Do I have a whistle blower claim under California False Claims Act?
As California’s serious whistle blowing law firm representing employees only, our potential clients are surprised when we advise them that California has its own version of the Federal False Claims, or qui tam (in the name of the King) act. This is the California False Claims Act. (False Claims are routinely described without describing which state or federal law is implied, thus the moniker “FCA” or False Claims Act.) In the most recent expansion of rights under the state version of the federal law, the court in San Francisco Unified School Dist ex rel Conteras vs. First Student, Inc., held that an invoice submitted to the state implicitly certifies compliance with the underlying terms of its contract. (Cal Court App. 1st Dis. 3/11/14). Here, the defendant allegedly provided the school district with defective brakes, showing worn brake lines, marginal tire treads and a complete abandonment of maintenance and inspections according to the promised schedule. Under federal law, there would be no liability since these invoices did not constitute implied certifications of contract compliance. (Term of payment vs term of participation is a related concept). Put bluntly, the contract did not condition payment on compliance with any regulations and/or standards of safety.

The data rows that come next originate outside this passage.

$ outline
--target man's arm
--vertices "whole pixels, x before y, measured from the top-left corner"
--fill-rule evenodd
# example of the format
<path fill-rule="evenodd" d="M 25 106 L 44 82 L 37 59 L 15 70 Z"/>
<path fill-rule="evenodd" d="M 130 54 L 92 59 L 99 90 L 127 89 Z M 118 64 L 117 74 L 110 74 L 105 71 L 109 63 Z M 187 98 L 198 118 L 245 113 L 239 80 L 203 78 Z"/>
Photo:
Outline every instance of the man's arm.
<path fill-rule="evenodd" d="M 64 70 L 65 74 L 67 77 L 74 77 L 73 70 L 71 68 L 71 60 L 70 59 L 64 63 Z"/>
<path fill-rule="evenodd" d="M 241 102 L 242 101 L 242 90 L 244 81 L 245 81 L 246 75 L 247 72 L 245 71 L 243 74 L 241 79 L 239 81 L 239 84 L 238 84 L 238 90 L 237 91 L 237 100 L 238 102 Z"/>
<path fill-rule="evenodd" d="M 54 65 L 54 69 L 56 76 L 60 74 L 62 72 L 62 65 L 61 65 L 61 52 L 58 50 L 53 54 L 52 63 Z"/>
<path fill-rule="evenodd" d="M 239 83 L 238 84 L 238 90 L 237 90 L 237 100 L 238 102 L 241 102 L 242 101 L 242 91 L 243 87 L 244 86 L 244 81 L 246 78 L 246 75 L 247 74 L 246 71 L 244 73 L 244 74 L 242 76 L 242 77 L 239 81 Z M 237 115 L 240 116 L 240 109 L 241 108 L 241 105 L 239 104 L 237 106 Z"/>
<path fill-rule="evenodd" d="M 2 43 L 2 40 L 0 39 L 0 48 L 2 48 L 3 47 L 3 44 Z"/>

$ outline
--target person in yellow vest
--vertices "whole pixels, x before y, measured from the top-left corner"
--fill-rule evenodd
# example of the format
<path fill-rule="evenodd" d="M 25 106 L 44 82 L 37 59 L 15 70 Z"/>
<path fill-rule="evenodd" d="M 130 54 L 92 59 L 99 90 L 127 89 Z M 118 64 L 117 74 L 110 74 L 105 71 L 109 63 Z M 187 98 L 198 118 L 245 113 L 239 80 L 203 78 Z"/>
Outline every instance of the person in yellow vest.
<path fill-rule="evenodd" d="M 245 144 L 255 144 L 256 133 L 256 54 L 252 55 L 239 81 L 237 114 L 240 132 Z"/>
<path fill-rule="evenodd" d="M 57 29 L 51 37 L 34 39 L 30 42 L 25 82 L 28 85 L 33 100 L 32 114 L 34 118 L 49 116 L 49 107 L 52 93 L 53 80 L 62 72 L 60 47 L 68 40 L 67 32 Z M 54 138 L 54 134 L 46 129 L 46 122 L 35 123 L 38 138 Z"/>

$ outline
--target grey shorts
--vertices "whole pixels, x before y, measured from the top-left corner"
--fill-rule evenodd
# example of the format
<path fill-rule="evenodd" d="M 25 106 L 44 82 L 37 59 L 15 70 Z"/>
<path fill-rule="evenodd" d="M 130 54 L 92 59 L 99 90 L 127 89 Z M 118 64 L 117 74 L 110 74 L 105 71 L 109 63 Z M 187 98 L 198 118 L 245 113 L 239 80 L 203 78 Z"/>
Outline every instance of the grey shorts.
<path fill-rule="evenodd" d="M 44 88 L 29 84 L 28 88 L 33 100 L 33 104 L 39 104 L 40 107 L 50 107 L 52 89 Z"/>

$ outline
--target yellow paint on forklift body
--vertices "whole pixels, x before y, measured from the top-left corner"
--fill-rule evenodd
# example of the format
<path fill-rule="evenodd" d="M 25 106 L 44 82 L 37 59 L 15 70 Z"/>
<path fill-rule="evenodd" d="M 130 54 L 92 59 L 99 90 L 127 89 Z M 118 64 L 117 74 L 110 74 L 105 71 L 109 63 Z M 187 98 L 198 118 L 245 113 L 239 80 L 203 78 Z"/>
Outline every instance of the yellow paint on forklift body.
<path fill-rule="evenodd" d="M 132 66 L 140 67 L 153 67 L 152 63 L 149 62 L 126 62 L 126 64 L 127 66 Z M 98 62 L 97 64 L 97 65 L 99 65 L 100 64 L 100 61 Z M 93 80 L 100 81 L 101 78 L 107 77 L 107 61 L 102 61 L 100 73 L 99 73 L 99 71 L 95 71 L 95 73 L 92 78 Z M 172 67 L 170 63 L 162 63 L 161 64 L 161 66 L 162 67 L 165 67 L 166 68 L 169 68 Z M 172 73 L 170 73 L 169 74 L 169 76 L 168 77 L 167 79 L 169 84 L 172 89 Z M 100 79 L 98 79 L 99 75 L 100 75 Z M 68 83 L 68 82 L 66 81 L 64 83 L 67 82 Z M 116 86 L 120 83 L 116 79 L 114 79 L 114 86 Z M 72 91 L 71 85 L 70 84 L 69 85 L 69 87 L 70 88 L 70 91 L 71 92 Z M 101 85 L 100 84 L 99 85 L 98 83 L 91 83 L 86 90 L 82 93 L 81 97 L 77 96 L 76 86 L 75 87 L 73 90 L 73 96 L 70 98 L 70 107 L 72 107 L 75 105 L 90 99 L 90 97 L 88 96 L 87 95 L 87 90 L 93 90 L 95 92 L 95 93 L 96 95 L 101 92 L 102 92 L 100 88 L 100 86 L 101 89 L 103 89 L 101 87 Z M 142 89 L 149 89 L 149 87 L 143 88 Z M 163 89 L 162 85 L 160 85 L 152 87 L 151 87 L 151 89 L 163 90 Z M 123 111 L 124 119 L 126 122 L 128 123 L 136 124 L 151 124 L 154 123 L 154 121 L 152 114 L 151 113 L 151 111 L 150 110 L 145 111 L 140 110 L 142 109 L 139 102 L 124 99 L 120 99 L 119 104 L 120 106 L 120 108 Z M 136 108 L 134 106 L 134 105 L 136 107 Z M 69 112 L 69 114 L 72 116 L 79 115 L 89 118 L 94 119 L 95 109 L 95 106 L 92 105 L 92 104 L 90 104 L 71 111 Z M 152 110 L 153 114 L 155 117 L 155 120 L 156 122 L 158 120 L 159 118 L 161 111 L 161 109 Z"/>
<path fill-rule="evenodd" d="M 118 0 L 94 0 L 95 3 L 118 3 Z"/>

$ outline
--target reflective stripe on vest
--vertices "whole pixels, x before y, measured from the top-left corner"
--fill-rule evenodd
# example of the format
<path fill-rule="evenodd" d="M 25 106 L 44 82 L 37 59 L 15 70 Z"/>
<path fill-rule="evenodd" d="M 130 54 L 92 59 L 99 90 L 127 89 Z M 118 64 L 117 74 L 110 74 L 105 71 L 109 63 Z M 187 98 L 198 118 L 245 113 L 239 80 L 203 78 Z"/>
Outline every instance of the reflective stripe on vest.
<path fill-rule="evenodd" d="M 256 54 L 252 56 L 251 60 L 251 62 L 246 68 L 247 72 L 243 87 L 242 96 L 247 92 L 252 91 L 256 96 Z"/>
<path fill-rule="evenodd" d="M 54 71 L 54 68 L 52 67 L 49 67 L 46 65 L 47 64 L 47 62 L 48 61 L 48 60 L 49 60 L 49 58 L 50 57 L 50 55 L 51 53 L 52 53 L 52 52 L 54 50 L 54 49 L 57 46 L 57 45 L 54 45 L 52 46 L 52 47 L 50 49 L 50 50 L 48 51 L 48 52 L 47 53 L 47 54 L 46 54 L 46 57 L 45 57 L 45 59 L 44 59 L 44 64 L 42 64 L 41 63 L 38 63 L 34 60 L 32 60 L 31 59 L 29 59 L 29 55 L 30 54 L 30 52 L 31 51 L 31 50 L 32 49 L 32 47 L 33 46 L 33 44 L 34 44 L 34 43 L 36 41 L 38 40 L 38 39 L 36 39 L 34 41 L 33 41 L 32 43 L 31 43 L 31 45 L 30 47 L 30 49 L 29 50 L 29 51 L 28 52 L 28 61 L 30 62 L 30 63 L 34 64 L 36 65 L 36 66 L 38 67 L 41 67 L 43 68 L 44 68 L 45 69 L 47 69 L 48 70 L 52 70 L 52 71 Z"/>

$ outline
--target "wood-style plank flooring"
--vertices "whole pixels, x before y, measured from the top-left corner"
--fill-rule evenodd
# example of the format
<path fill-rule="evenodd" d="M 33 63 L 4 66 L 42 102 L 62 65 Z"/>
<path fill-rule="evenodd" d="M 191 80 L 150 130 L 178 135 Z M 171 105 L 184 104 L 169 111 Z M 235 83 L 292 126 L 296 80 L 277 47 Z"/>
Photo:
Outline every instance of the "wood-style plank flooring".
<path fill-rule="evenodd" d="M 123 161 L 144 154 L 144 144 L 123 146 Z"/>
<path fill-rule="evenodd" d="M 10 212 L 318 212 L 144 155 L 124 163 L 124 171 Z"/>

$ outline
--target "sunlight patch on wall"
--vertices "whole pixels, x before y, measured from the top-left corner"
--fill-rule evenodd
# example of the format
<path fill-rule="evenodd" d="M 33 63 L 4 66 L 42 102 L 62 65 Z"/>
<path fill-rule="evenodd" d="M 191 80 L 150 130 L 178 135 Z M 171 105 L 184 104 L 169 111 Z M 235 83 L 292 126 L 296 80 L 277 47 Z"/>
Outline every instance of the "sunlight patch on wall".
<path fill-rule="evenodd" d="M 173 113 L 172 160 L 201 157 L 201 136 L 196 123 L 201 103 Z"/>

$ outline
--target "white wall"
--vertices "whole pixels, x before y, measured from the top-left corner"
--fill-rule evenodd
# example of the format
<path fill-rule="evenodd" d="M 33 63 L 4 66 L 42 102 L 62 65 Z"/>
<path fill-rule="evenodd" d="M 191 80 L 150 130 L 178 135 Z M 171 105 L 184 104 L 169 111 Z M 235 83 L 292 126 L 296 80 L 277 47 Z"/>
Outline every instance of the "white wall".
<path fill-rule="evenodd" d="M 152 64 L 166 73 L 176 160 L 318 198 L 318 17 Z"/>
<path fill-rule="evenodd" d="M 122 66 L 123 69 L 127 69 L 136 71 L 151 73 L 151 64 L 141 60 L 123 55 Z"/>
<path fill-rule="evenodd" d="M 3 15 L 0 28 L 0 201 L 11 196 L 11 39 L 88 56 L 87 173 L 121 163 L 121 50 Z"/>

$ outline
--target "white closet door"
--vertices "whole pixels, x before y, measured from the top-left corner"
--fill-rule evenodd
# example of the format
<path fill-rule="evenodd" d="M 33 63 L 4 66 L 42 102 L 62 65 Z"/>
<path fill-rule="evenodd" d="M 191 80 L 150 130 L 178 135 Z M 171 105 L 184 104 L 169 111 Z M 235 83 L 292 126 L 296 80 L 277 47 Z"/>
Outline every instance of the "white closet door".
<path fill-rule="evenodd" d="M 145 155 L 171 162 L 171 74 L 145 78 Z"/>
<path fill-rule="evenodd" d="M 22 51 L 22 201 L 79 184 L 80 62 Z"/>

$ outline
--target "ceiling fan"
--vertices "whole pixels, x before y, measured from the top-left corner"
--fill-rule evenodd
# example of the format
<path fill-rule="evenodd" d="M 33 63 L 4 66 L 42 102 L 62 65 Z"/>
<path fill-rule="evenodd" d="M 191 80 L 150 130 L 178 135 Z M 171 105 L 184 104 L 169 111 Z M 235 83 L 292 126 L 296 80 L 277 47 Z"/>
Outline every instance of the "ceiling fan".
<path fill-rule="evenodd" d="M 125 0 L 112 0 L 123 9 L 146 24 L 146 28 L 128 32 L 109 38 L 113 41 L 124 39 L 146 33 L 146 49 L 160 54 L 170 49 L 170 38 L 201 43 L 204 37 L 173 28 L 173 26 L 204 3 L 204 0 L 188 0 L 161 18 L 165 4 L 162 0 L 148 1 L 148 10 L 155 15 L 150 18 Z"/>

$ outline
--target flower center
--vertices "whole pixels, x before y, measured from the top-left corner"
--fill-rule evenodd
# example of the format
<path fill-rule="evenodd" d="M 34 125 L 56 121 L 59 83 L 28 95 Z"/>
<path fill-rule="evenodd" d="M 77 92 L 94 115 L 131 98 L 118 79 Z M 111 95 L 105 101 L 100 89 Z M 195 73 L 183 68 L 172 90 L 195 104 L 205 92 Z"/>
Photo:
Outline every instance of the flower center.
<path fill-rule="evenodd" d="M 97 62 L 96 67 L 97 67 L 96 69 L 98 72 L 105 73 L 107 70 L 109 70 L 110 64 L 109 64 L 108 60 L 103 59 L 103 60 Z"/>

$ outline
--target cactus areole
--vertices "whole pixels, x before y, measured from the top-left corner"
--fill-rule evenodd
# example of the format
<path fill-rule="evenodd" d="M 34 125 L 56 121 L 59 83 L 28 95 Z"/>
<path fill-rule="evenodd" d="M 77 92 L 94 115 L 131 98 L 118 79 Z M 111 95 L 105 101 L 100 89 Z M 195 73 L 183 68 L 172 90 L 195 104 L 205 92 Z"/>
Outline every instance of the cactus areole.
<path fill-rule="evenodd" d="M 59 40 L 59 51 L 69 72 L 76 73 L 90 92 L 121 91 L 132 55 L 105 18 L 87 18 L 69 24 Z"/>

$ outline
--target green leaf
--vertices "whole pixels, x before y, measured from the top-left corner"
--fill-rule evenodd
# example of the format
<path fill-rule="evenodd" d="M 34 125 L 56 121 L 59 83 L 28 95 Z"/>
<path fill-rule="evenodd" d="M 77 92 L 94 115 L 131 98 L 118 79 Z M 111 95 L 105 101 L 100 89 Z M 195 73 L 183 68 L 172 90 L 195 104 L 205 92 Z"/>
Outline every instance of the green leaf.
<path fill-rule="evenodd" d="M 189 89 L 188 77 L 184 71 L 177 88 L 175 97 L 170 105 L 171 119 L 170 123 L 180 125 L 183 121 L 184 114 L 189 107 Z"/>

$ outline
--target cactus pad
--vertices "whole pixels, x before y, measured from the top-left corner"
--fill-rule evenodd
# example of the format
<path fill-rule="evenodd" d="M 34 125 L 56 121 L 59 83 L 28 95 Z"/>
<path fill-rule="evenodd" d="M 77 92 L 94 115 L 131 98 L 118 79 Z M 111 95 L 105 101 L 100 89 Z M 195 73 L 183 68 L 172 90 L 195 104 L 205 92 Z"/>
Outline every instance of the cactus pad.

What if the state is aware of a material breach in the contract and pays anyway? The court held that these types of breaches can be material to a decision to pay–even when the state is aware–and accepts them. If this same case had been decided by a federal court in California, it is likely that liability for an “implied” certification for a contract breach requires the contract to expressly condition payment on the particular term or regulation. In the case of Cafasso vs. General Dynamics,637 F.3d 1047 (9th Cir. 2011). In this case, a vendor was required to comply with federal rules but the payment was not conditioned on such compliance. Thus, no false claim was submitted.
Additionally, and unlike the San Francisco Unified case, under federal law, the knowledge of the government that the contract was breached will defeat a false claim as the paying agency’s knowledge means the breach was not “material”. US ex rel Harrison vs. Westinghouse Savannah River, 176 F.3d 776, 782 (4th Cir 1998). (Government aware that subcontract was awarded on a cost-plus basis. In another matter involving NASA, a false claim was denied since the government was knowledgeable of the form of a defect.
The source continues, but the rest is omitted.